Multiple sclerosis (MS) is a condition that can affect the brain and spinal cord, causing a wide range of potential symptoms, including problems with vision, arm or leg movement, sensation, and balance. Usually diagnosed in people in their 20s and 30s, MS is a lifelong condition that can sometimes lead to serious disability.
As well as the physical symptoms of MS, the condition is also often associated with mental stress caused by the symptoms and the unpredictability of the disease’s nature. These stressors can lead to mental distress that, in turn, can become traumatic distress manifested as a variety of symptoms including intrusion, avoidance, hyper-arousal, and negative changes in cognition, and expressing emotions.

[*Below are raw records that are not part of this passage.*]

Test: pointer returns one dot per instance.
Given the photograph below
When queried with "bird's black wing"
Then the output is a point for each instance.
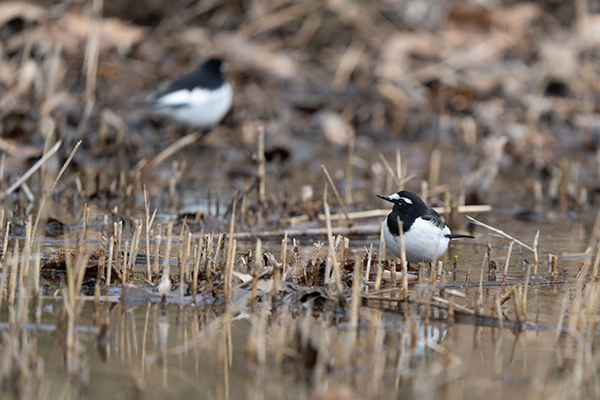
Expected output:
(199, 78)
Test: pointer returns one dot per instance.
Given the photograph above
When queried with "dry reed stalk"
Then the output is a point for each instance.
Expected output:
(12, 283)
(554, 266)
(165, 282)
(489, 252)
(278, 268)
(399, 169)
(331, 259)
(26, 250)
(199, 250)
(158, 242)
(403, 260)
(507, 295)
(356, 303)
(183, 260)
(380, 258)
(480, 309)
(518, 298)
(525, 289)
(368, 264)
(149, 222)
(535, 252)
(261, 167)
(146, 166)
(498, 311)
(337, 195)
(435, 162)
(454, 267)
(349, 169)
(31, 170)
(6, 237)
(561, 316)
(596, 262)
(451, 309)
(255, 271)
(92, 50)
(469, 268)
(506, 265)
(64, 167)
(118, 231)
(2, 166)
(230, 255)
(111, 248)
(209, 262)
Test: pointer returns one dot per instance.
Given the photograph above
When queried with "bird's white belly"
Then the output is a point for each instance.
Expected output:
(420, 242)
(199, 108)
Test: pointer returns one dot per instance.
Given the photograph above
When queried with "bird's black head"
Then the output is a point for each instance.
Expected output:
(214, 66)
(407, 206)
(404, 201)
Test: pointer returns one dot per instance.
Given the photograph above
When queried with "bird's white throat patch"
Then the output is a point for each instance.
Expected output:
(423, 242)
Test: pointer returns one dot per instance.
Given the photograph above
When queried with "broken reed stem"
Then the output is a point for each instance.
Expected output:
(356, 303)
(596, 262)
(525, 291)
(230, 254)
(498, 309)
(349, 168)
(277, 269)
(92, 50)
(368, 265)
(111, 248)
(179, 144)
(149, 223)
(505, 274)
(158, 242)
(470, 267)
(403, 259)
(255, 270)
(434, 167)
(64, 167)
(399, 169)
(31, 170)
(489, 250)
(535, 253)
(261, 167)
(198, 251)
(380, 258)
(480, 309)
(336, 193)
(332, 259)
(12, 283)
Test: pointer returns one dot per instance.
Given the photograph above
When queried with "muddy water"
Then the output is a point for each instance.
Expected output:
(199, 352)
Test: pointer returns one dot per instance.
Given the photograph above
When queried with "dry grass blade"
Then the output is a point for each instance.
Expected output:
(31, 170)
(64, 167)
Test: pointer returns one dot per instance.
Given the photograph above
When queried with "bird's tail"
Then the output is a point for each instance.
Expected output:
(454, 236)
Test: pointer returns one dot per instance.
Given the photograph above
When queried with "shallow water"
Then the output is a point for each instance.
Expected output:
(153, 352)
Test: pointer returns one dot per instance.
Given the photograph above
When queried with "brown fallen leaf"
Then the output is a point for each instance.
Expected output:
(24, 10)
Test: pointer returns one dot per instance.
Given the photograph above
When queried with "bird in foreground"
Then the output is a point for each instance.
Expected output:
(199, 99)
(426, 237)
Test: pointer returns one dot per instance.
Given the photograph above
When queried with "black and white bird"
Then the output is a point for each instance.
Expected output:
(426, 237)
(199, 99)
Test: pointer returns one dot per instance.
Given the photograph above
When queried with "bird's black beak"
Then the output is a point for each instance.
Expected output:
(386, 198)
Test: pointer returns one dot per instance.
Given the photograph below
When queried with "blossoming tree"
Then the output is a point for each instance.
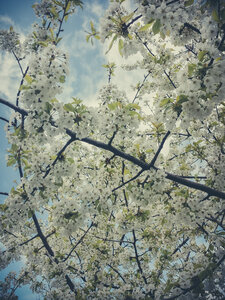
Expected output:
(104, 210)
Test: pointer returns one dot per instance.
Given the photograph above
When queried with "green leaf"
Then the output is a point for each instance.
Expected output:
(201, 55)
(66, 17)
(188, 3)
(3, 207)
(112, 42)
(156, 26)
(215, 16)
(71, 160)
(69, 107)
(54, 100)
(52, 32)
(48, 107)
(54, 12)
(71, 215)
(88, 37)
(165, 101)
(114, 105)
(62, 78)
(30, 213)
(92, 26)
(44, 44)
(28, 79)
(182, 99)
(120, 45)
(58, 3)
(145, 27)
(222, 14)
(68, 7)
(11, 161)
(127, 18)
(191, 69)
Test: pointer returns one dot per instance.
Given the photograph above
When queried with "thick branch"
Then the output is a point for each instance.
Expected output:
(159, 149)
(14, 107)
(80, 240)
(5, 194)
(137, 257)
(145, 166)
(41, 235)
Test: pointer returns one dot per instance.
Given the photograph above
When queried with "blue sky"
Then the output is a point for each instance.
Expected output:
(86, 77)
(20, 15)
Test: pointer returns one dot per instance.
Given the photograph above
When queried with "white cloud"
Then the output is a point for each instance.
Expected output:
(6, 20)
(9, 77)
(96, 8)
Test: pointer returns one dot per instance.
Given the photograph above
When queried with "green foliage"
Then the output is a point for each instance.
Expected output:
(188, 3)
(92, 34)
(156, 26)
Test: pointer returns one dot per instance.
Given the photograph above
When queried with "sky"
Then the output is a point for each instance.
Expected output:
(86, 76)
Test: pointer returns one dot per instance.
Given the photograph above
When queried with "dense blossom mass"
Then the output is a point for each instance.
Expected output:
(124, 200)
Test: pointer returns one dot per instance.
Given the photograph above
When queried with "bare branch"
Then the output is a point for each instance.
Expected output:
(14, 107)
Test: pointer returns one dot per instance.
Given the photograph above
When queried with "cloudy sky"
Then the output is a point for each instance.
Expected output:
(86, 77)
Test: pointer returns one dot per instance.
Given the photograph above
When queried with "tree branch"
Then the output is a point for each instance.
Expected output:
(14, 107)
(80, 240)
(159, 149)
(145, 166)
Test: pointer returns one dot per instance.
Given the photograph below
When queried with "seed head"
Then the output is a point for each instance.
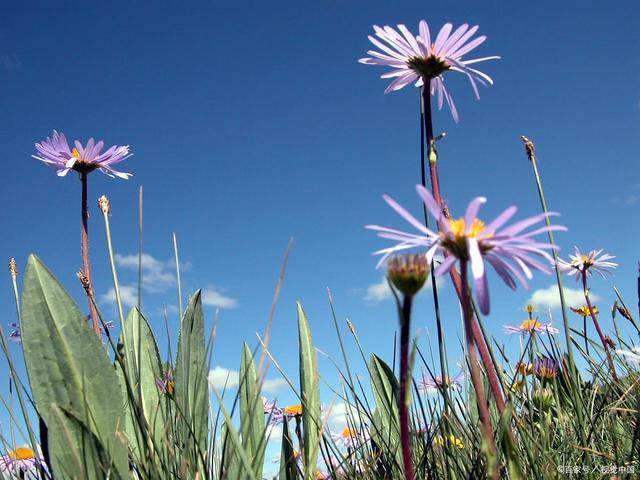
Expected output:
(103, 203)
(530, 148)
(13, 268)
(408, 273)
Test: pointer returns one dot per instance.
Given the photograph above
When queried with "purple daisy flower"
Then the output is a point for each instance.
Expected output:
(529, 326)
(56, 153)
(594, 261)
(21, 461)
(508, 250)
(349, 437)
(16, 334)
(435, 384)
(414, 58)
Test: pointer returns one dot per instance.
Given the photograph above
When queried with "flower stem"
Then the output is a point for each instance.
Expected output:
(403, 397)
(477, 335)
(476, 380)
(597, 325)
(86, 268)
(427, 127)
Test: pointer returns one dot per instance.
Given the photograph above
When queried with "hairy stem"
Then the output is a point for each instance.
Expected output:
(403, 397)
(86, 268)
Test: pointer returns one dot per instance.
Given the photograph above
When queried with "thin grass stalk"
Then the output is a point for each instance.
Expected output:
(177, 259)
(86, 267)
(530, 149)
(140, 237)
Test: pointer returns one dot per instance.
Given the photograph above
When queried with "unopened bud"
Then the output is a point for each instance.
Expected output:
(13, 268)
(530, 148)
(85, 282)
(408, 273)
(351, 328)
(103, 203)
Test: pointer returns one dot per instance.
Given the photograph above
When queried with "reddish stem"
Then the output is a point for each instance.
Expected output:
(476, 380)
(597, 325)
(483, 349)
(404, 385)
(86, 269)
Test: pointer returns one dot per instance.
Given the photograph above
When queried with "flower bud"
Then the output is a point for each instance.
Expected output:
(408, 273)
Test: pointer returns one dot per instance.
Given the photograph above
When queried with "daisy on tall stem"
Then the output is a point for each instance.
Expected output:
(424, 60)
(582, 266)
(474, 245)
(56, 153)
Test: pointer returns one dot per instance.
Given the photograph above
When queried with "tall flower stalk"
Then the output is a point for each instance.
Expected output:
(56, 153)
(424, 60)
(408, 275)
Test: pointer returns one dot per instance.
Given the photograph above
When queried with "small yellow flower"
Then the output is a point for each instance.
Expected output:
(583, 310)
(293, 410)
(451, 441)
(22, 453)
(524, 368)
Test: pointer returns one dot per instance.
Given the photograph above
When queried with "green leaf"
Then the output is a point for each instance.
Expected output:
(288, 468)
(252, 425)
(310, 395)
(191, 387)
(67, 364)
(143, 363)
(386, 424)
(77, 452)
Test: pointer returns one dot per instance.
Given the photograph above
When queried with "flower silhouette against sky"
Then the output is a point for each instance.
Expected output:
(56, 153)
(594, 261)
(509, 250)
(413, 59)
(529, 326)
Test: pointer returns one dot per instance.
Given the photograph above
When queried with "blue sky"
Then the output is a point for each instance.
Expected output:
(253, 123)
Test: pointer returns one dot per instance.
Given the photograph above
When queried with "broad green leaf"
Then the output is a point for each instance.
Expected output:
(310, 394)
(143, 363)
(288, 467)
(191, 387)
(386, 425)
(76, 452)
(67, 364)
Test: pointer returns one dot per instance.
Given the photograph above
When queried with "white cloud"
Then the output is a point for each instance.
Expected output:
(377, 292)
(274, 385)
(128, 295)
(549, 298)
(157, 276)
(213, 297)
(340, 415)
(220, 378)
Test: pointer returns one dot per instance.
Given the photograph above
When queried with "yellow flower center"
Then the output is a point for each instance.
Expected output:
(293, 410)
(22, 453)
(429, 67)
(530, 325)
(583, 310)
(348, 433)
(458, 228)
(451, 441)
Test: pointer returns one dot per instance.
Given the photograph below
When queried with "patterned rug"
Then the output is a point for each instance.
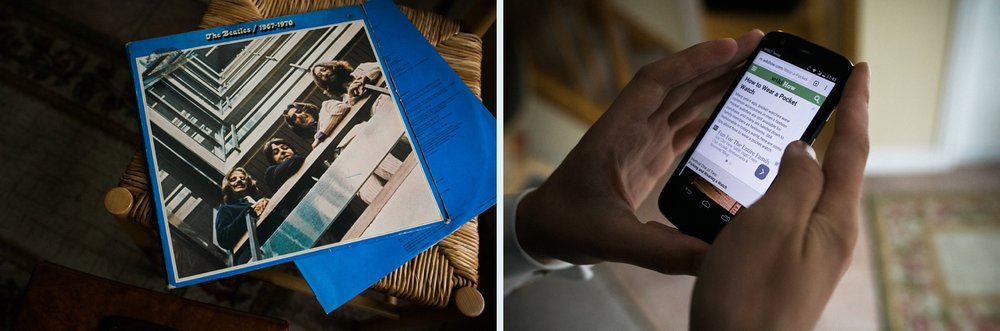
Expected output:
(939, 260)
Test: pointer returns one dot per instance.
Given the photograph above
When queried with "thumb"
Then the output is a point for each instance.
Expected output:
(796, 188)
(656, 246)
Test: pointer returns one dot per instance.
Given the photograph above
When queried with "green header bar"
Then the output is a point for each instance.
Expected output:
(787, 85)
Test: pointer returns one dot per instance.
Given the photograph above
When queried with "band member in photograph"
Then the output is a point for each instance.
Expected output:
(338, 79)
(308, 120)
(240, 197)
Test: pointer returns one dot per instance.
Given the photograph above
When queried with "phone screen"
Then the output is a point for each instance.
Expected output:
(775, 101)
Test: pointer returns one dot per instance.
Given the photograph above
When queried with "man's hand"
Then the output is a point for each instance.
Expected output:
(585, 212)
(775, 265)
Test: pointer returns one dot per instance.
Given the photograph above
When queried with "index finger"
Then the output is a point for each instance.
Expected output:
(844, 164)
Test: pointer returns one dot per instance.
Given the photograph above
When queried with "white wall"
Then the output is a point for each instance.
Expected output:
(970, 112)
(905, 42)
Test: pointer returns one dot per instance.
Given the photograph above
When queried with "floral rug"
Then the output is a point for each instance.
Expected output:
(939, 260)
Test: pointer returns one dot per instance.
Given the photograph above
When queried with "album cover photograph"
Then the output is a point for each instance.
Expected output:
(270, 146)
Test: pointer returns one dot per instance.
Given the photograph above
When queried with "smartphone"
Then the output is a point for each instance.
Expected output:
(787, 91)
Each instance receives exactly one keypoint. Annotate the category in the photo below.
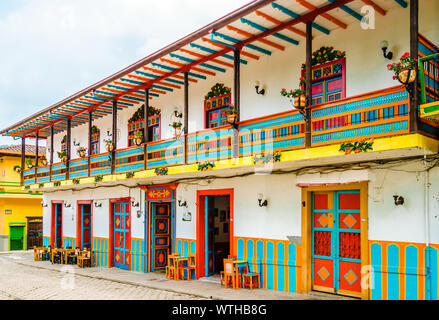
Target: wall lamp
(98, 204)
(257, 85)
(399, 200)
(261, 200)
(384, 46)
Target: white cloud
(54, 48)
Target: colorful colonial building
(337, 194)
(21, 214)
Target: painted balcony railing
(378, 114)
(382, 113)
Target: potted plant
(109, 145)
(62, 156)
(232, 114)
(177, 127)
(138, 138)
(43, 160)
(405, 69)
(81, 151)
(29, 163)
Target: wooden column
(90, 125)
(51, 150)
(68, 147)
(146, 119)
(186, 114)
(37, 138)
(114, 138)
(414, 98)
(23, 154)
(308, 86)
(236, 99)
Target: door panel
(122, 238)
(336, 242)
(161, 234)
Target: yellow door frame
(307, 223)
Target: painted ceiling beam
(181, 65)
(275, 21)
(250, 46)
(262, 40)
(195, 54)
(402, 3)
(209, 66)
(195, 75)
(377, 8)
(261, 28)
(223, 46)
(296, 15)
(325, 15)
(350, 11)
(206, 49)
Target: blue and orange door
(336, 242)
(122, 235)
(161, 231)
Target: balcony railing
(378, 114)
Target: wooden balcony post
(23, 153)
(236, 100)
(414, 34)
(186, 114)
(146, 119)
(68, 142)
(51, 151)
(37, 137)
(308, 86)
(114, 137)
(90, 125)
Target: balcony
(380, 114)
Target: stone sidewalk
(195, 289)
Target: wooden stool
(251, 279)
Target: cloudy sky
(51, 49)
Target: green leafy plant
(161, 171)
(217, 90)
(206, 166)
(357, 146)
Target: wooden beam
(325, 15)
(377, 8)
(262, 40)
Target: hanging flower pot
(407, 76)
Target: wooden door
(85, 226)
(122, 235)
(161, 235)
(210, 235)
(336, 242)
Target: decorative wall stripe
(278, 261)
(100, 251)
(404, 271)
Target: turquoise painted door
(122, 237)
(86, 226)
(161, 235)
(336, 242)
(210, 236)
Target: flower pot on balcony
(407, 76)
(231, 118)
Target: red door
(336, 242)
(122, 236)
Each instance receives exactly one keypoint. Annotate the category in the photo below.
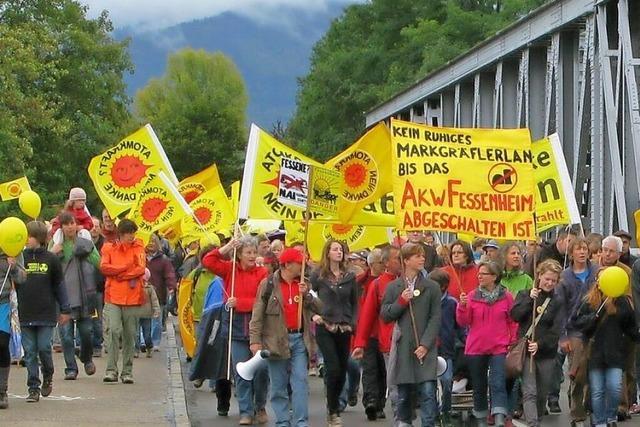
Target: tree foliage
(378, 48)
(198, 109)
(62, 94)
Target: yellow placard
(476, 181)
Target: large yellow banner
(476, 181)
(120, 173)
(555, 200)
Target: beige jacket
(267, 326)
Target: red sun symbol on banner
(203, 214)
(190, 196)
(152, 208)
(355, 175)
(14, 189)
(341, 229)
(127, 171)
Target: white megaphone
(442, 366)
(247, 369)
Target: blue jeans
(492, 366)
(446, 381)
(36, 342)
(426, 399)
(606, 390)
(251, 395)
(97, 323)
(67, 336)
(157, 325)
(290, 372)
(352, 383)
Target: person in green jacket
(513, 277)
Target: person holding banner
(462, 269)
(536, 378)
(605, 320)
(247, 276)
(413, 302)
(485, 311)
(337, 289)
(280, 325)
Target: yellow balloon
(13, 236)
(30, 203)
(613, 282)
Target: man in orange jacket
(123, 263)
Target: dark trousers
(335, 349)
(374, 384)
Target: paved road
(88, 401)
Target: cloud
(146, 15)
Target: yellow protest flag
(476, 181)
(366, 171)
(260, 180)
(213, 211)
(555, 201)
(12, 189)
(192, 187)
(120, 173)
(159, 205)
(357, 237)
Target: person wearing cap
(491, 251)
(626, 258)
(278, 324)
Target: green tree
(198, 109)
(377, 49)
(62, 94)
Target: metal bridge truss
(571, 67)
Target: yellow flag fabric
(555, 201)
(192, 187)
(477, 181)
(159, 205)
(120, 173)
(357, 237)
(213, 211)
(366, 171)
(259, 192)
(12, 189)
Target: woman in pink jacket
(486, 312)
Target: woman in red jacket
(463, 271)
(252, 395)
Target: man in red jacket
(373, 338)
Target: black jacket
(547, 331)
(339, 301)
(43, 290)
(611, 333)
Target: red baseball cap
(291, 255)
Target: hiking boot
(89, 368)
(554, 407)
(245, 420)
(262, 417)
(47, 387)
(34, 396)
(372, 412)
(110, 377)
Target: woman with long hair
(513, 277)
(485, 311)
(337, 290)
(543, 344)
(251, 395)
(606, 322)
(462, 269)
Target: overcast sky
(145, 15)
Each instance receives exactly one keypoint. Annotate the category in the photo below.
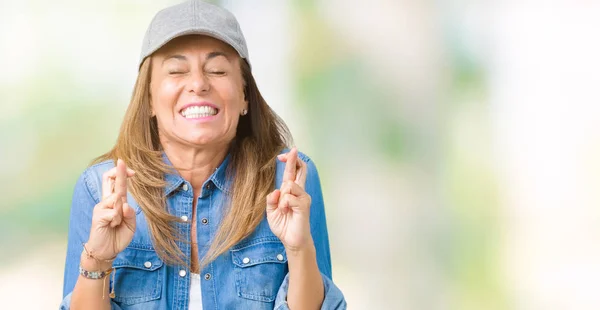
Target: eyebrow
(208, 57)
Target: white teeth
(198, 111)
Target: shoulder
(91, 179)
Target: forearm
(90, 293)
(306, 290)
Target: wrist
(91, 264)
(306, 251)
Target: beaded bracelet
(99, 275)
(94, 275)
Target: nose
(198, 82)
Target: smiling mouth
(199, 111)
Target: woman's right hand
(113, 220)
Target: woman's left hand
(288, 208)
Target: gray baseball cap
(193, 17)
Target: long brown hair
(260, 136)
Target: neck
(195, 165)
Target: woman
(193, 207)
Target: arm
(308, 284)
(106, 227)
(80, 220)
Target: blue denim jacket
(144, 281)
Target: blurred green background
(457, 141)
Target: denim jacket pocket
(260, 266)
(138, 277)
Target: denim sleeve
(82, 205)
(334, 299)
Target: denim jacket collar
(174, 179)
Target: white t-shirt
(195, 292)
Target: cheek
(165, 94)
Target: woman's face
(197, 91)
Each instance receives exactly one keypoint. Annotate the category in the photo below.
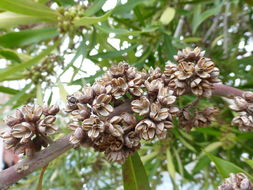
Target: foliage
(38, 53)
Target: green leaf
(127, 7)
(211, 147)
(249, 162)
(17, 68)
(18, 95)
(95, 7)
(167, 16)
(170, 164)
(225, 167)
(112, 54)
(199, 17)
(27, 37)
(90, 79)
(39, 94)
(8, 90)
(9, 54)
(84, 21)
(9, 19)
(120, 31)
(134, 174)
(62, 91)
(28, 7)
(65, 2)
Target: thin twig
(212, 28)
(181, 21)
(225, 29)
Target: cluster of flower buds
(119, 135)
(243, 105)
(27, 131)
(199, 119)
(237, 181)
(152, 106)
(194, 73)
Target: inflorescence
(147, 102)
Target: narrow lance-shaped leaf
(10, 19)
(134, 174)
(17, 68)
(27, 37)
(8, 90)
(39, 94)
(225, 167)
(84, 21)
(97, 5)
(9, 54)
(28, 7)
(167, 16)
(170, 164)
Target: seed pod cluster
(194, 73)
(27, 131)
(91, 112)
(237, 181)
(151, 114)
(243, 105)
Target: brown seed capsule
(244, 121)
(99, 88)
(248, 96)
(101, 105)
(132, 140)
(237, 181)
(204, 67)
(161, 129)
(23, 131)
(94, 126)
(165, 96)
(146, 128)
(118, 87)
(185, 70)
(114, 127)
(117, 70)
(141, 106)
(32, 113)
(154, 85)
(116, 156)
(52, 110)
(46, 125)
(158, 113)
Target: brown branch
(226, 91)
(41, 159)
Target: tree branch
(41, 159)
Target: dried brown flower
(132, 140)
(154, 85)
(161, 129)
(185, 70)
(158, 113)
(115, 127)
(94, 126)
(244, 121)
(141, 106)
(118, 87)
(101, 105)
(165, 96)
(146, 128)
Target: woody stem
(41, 159)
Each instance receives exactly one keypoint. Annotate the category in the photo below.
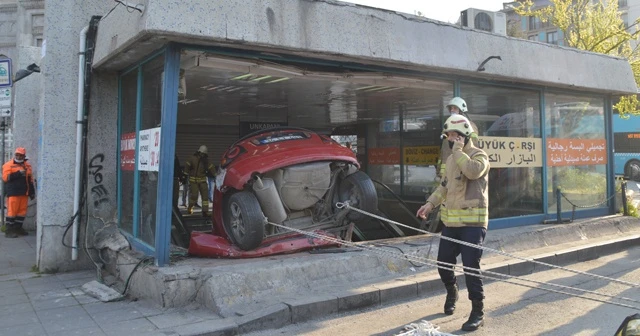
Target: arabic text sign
(384, 156)
(512, 152)
(421, 155)
(149, 149)
(128, 151)
(576, 152)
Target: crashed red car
(290, 176)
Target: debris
(422, 328)
(101, 292)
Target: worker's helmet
(459, 102)
(458, 123)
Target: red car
(289, 176)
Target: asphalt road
(510, 309)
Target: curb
(291, 311)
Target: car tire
(244, 220)
(359, 190)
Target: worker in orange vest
(18, 185)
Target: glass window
(552, 37)
(422, 126)
(508, 121)
(128, 91)
(149, 132)
(576, 150)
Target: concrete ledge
(295, 288)
(272, 317)
(308, 307)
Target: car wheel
(359, 190)
(244, 220)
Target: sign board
(248, 127)
(512, 152)
(576, 152)
(128, 151)
(149, 149)
(5, 101)
(384, 156)
(421, 155)
(5, 73)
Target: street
(509, 309)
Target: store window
(149, 138)
(508, 120)
(576, 151)
(422, 126)
(128, 105)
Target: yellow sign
(511, 152)
(421, 155)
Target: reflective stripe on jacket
(463, 192)
(17, 184)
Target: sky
(441, 10)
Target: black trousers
(449, 251)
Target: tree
(593, 26)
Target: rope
(630, 284)
(451, 267)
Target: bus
(626, 146)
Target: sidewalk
(53, 304)
(43, 304)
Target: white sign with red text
(149, 149)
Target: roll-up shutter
(217, 139)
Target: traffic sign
(5, 73)
(5, 102)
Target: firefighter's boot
(452, 298)
(20, 230)
(10, 232)
(476, 319)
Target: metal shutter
(217, 139)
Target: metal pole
(3, 125)
(625, 206)
(558, 206)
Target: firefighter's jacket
(198, 168)
(15, 183)
(463, 191)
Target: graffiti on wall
(98, 191)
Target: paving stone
(92, 331)
(173, 320)
(116, 316)
(66, 319)
(55, 303)
(14, 299)
(133, 327)
(33, 329)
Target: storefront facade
(380, 77)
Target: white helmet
(458, 123)
(458, 102)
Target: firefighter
(199, 168)
(18, 186)
(464, 198)
(456, 105)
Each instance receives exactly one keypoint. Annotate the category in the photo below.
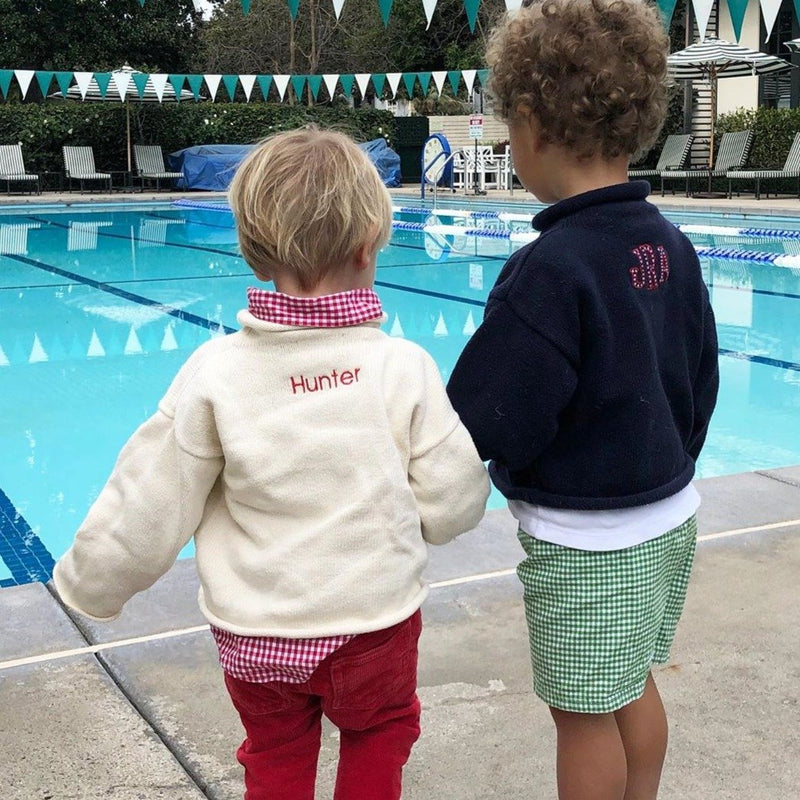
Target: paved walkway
(136, 710)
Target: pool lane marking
(22, 551)
(178, 313)
(173, 634)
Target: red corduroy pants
(367, 688)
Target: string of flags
(702, 10)
(127, 84)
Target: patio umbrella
(713, 59)
(124, 87)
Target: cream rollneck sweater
(311, 465)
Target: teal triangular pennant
(103, 79)
(346, 82)
(314, 82)
(378, 81)
(386, 8)
(298, 82)
(5, 80)
(230, 82)
(140, 82)
(195, 84)
(454, 76)
(424, 81)
(44, 79)
(471, 7)
(264, 81)
(177, 82)
(667, 9)
(737, 9)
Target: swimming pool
(99, 305)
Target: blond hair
(305, 202)
(593, 73)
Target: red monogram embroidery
(650, 272)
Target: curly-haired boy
(591, 382)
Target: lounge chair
(12, 168)
(150, 165)
(79, 166)
(734, 147)
(674, 155)
(791, 169)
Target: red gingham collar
(329, 311)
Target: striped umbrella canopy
(713, 59)
(127, 85)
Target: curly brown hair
(593, 73)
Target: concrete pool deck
(136, 709)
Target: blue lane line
(178, 313)
(770, 362)
(427, 293)
(127, 238)
(22, 550)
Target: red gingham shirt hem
(328, 311)
(261, 659)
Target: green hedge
(774, 129)
(43, 128)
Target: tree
(91, 35)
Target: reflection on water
(99, 309)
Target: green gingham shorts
(598, 620)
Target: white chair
(79, 166)
(12, 168)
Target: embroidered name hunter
(317, 383)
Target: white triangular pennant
(281, 82)
(702, 12)
(96, 348)
(394, 81)
(430, 7)
(82, 81)
(159, 81)
(121, 80)
(769, 10)
(37, 351)
(397, 328)
(168, 342)
(330, 83)
(247, 81)
(24, 78)
(212, 81)
(469, 325)
(362, 79)
(469, 78)
(133, 346)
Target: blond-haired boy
(603, 378)
(312, 457)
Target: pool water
(99, 306)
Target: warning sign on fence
(476, 126)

The nature of MS’ symptoms and dealing with the traumatic distress they cause can also affect other areas of a person’s life. For example, the cluster of avoidance symptoms it causes include internal and external avoidance. Internal avoidance describes attempts to avoid thinking about the disease, while external avoidance refers to avoiding various triggers related to the disease. This might include avoiding the hospital, examinations, and medications, and it may even spread to include other daily and life functions that relate directly or indirectly to the disease.